Los hay emperrados en convencerme
de que acepte hacer un programa de fútbol en la televisión.
Y yo siento mucho no poder complacer a la persona que más
avala esa propuesta. Por razones varias. A pesar de que
tengo las ideas muy claras al respecto y, sin ningún tipo de
rubor, puedo decir que sería un espacio muy visto en una
ciudad donde la opinión futbolística carece de relieve en
los medios. Espero que no haya tontos que se me encabriten
por recordar que aquí existe un vacío en lo tocante a contar
cosas con tendencias didácticas en los espacios dedicados al
bien llamado deporte rey.
Una de esas personas que nunca desaprovecha la ocasión para
insistirme en que haría muy bien en ponerme al frente de ese
cometido, no entiende que yo deseche la oportunidad de ganar
más dinero. Y, sobre todo, de dejar muy claro que en el
fútbol hay que comentar lo que todo el mundo comenta y decir
lo que nadie ha dicho. Con pases de imágenes, muchas
imágenes, y no cubriendo la pantalla de posturistas, mimos,
y toda clase de visajes que bien podrían valer para anunciar
cremas que les vayan bien a quienes tienen la cara de
cemento. Mas a mí, por más que me lluevan cantos de sirena,
será difícil sacarme el sí para que me ponga al frente de un
proyecto que dejó de interesarme hace ya mucho tiempo.

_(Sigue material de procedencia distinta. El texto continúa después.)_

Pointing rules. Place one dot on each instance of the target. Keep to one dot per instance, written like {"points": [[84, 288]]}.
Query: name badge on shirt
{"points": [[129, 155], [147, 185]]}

Porque, salvo cuatro apuntes espaciados, jamás he querido
agenciarme un espacio de fútbol diario ni tan siquiera en
los periódicos.
También fui reacio a dar el visto bueno a muchas de las
proposiciones que me hicieron en el medio en el que estuve
más de una década: El Faro. Y mira que hubo un tiempo en el
cual trabajé a destajo. Y todo, la verdad sea dicha, porque
tuve la mala suerte de coincidir con algunos directores que
tenían asumido que el trabajo es un azote de Dios. Cierto
que esa dejadez de ellos, una especie de astenia crónica, me
sirvió a mí para ir aprendiendo un oficio con la voluntad
enorme de los autodidactos y poniendo a contribución esa
experiencia de lo vivido en el asfalto.
En El Faro compartí tarea con muy buenos redactores, cuyos
nombres creo conveniente reservarme en esta ocasión. Y
presencié la llegada de los primeros becarios a la
redacción. Hubo una hornada muy buena; me atrevo a decir que
excelente. Y en ella estaba Carmen Echarri. De quien debo
decir que empezó pronto a distinguirse como la menos
preparada del grupo en todos los aspectos. Un problema que a
ella le costaba digerir y que la mantenía siempre en un
estado de inquietud y, desde luego, predispuesta en todo
momento a hacerse la víctima. Y lo tuvo claro: decidió
ganarse la amistad de quienes podían ir al jefe con la
cantinela de que la navarra era muy trabajadora y, desde
luego, lo ponían al tanto de que sólo le faltaba dormir en
la redacción. Famosas se hicieron algunas de sus lipotimias
cuando don Rafael, como ella lo llamaba, estaba en su
despacho. Y allá que acudían todos, menos los becarios
válidos, a darle palmaditas en el rostro y a rociarle éste
con agua fresquita.
Actuando así, la navarrica se dio cuenta de que se camelaba
al editor y, de paso, urdía ya su venganza contra aquellos
becarios que le daban sopas con onda. A partir de entonces,
su ascenso fue imparable y se sentó en un despacho con la
orden de mantener el orden entre los plumillas. Aunque
sometida a la voluntad de un dueño que hacía sus gracietas
sobre ella y destacaba, cada dos por tres, los muchos
complejos que tenía la Echarri. Una Echarri que padece de
misantropía. Y esa aversión que tiene por los demás la
convierte en una persona dispuesta a meterse en muchos
jardines. Ahora, en vista de que no sabe salir del dédalo en
que se encuentra, trata de escupir hacia arriba. Seguro que,
antes o después, su bilis le caerá encima.